Le reproche de fédéralisme, adressé par Goullin au témoin Laënnec, pouvait faire à celui-ci l'effet d'une radoterie, surtout à un moment où s'agitait très sérieusement la question de faire rentrer à la Convention les députés proscrits au 31 mai ; ce n'en était pas moins une habileté véritable, de la part des accusés, d'exploiter à leur profit les préjugés contre le fédéralisme, car, ainsi que nous le verrons tout à l'heure, leur insistance à se donner comme ayant été d'abord les ennemis du fédéralisme, et ensuite les victimes de ce parti, aurait été la cause principale de leur acquittement.

 

 

 



[1] Collection de lois, VI, 304.

[2] Pièces originales.

[3] Pièces originales.

[4] Dénonciation de Brest, du 28 messidor an II (16 juillet 1794). Lettre de Bô.

[5] Relation du voyage des cent trente-deux Nantais, envoyés à Paris, 30 thermidor an II, p. 43.

[6] Compte rendu du procès du Comité, séance du 9 frimaire an III. Mercure français, n° du 30 frimaire, p. 189.

[7] Campardon, Le Tribunal révolutionnaire de Paris, in-8°, t. II, 429. Moniteur du 24 thermidor an II. Réimpression, p. 448.

[8] Une lettre de rappel fut adressée au sujet des Nantais, par Bô, à l'accusateur public de Paris, le 17 thermidor an II (4 août 1794). Après avoir dit, dans cette lettre, que certains Nantais sont les victimes de vengeances particulières, il ajoute que plusieurs sont véritablement coupables de fédéralisme, et il invite à les mettre en jugement, en se servant du dossier qu'il a formé et qu'il adresse à Paris (Registre de copies de lettres de Bô. — Archives départementales).

[9] Séance du 19 thermidor an Il (6 août 1794). Réimpression du Moniteur, XXI, 413.

[10] Biographie universelle de Michaud (biographie de Réal), t. LXXVIII, p. 378.
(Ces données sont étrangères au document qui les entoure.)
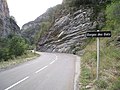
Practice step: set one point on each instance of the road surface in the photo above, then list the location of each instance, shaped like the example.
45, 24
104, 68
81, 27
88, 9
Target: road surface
47, 72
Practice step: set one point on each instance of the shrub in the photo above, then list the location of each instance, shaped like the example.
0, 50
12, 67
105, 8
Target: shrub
12, 46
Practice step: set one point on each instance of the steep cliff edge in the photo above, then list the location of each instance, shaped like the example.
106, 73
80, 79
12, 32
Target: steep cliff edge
63, 27
7, 24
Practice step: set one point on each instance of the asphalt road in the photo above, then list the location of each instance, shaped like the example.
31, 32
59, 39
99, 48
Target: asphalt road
47, 72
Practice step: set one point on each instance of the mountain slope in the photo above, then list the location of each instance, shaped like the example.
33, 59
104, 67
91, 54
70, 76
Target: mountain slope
7, 23
62, 28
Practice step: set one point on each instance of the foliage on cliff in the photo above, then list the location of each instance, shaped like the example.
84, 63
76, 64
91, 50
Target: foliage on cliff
109, 55
11, 47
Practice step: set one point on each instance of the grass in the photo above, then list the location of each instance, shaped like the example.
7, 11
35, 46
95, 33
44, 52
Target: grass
21, 59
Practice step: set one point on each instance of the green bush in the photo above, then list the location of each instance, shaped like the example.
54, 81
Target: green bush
12, 46
101, 84
116, 85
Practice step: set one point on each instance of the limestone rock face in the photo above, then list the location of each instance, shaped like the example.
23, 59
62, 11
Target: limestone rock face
7, 24
66, 32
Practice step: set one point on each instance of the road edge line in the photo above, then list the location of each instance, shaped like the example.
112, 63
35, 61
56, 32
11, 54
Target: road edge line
77, 73
17, 83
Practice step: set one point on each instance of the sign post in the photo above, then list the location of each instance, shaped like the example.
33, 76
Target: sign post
98, 56
98, 34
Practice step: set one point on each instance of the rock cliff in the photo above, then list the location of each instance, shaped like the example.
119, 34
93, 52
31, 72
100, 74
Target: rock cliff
7, 24
65, 29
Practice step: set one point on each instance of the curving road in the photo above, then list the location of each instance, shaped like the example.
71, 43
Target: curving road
50, 71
[11] Le procès des Nantais est compris dans les n° 16-26, pages 62-103, de la sixième partie du Bulletin du Tribunal révolutionnaire. — Il est fort abrégé dans le Moniteur, n° du 30 fructidor an II et suiv.
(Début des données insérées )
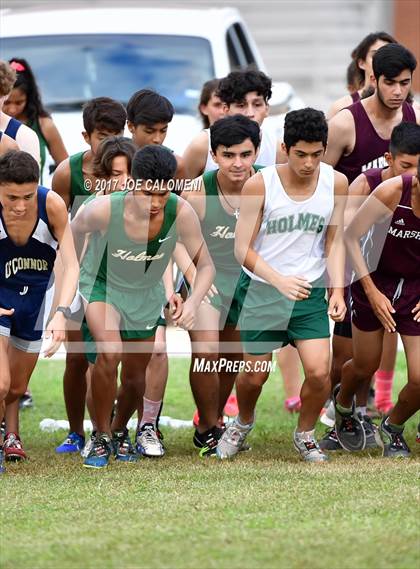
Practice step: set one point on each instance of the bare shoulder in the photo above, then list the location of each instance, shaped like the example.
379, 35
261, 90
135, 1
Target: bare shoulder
389, 192
254, 186
56, 207
341, 184
338, 105
359, 186
7, 144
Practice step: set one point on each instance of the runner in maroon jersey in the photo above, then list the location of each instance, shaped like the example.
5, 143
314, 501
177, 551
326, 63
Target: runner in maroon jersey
359, 72
386, 297
359, 136
402, 158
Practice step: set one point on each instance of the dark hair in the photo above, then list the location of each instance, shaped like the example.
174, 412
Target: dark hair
148, 107
405, 139
104, 113
362, 49
18, 167
353, 77
234, 87
307, 124
25, 81
390, 60
153, 162
209, 87
110, 148
228, 131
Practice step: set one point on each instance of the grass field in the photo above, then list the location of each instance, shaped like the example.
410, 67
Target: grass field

[12] Séance du 24 fructidor an II. Réimpression, p. 725.

[13] Courrier républicain, 2e sans cul. an II. - 18 sept. 1794, p. 141.

[14] Réimpression du Moniteur, XXII, 227.

[15] Voir cet acte d'accusation dans le Moniteur du 26 vendémiaire an III.

[16] N° du 15 brumaire an III, p. 315.

[17] C'est à la bienveillance de M. Charles Laënnec, avocat, petit-fils du docteur Guillaume-François Laënnec, que je dois la communication de ces lettres qui, ayant été écrites sous l'impression des événements, forment un dossier d'un très grand intérêt pour l'histoire du procès de Carrier.

[18] Lettre du 24 vendémiaire an III - 15 octobre 1794.